Yes, there were sound reasons why mental institutions had a bad name, but those were mistakes that many doctors—if not all—learned from. Medicine had moved forward, constantly improving. Physical therapy, group sessions, and new medications were among the “new” and progressive treatments that had risen from the snake pit’s ashes.
Sometimes, unexpectedly positive results came from unusual method-ology. In 1934, Dr. Ladislas Meduna discovered that the brains of patients with epilepsy had greater concentrations of microglia—the brain cells whose job was to search for harmful scavenger cells in the central nervous system—than those of patients with schizophrenia. From this, he surmised that seizures could possibly be beneficial. He injected camphor into a catatonic patient to cause seizures, and after four sessions, the patient was walking and talking on his own.
Seizures, it was discovered, could be brought on more quickly and with fewer side effects through electroconvulsive therapy, and those sessions began to show progress.
So many years of work, producing so little understanding.
Marion closed the last textbook, deep in thought. The general understanding over the years was that people diagnosed with this illness were broken. Marion had a different theory, and she wanted to explore it with Daniel. What if he, and men like him, weren’t broken at all? Obviously, he had experienced at least one shocking, life-altering traumatic injury in Vietnam.

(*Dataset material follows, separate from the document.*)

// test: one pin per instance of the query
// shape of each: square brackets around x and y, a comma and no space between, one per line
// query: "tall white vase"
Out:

What if, to maintain his sanity in an insane situation, he had constructed a wall around the trauma in his brain? Was it possible that he was living within that protective wall while undergoing an unconscious process of sorting through what happened? Maybe, rather than being broken, Daniel was searching for the right doorway to get back to where he belonged.
Marion would never punish him for something over which he had no control and for which he was not to blame. The first step she wanted to take in his treatment was to reduce his sedation, if it was physically safe. If they were going to work together, she needed him to be able to think clearly.
Paul was in the front administration office when she arrived at the hospital later. “There she is. Prettiest psychiatrist in the place.”
She couldn’t help smiling. “And the only female one.”
He held out a file, which she assumed was Daniel’s. “I believe we talked about an exchange of sorts.”
“Certainly. I will grab those other patient files for you.”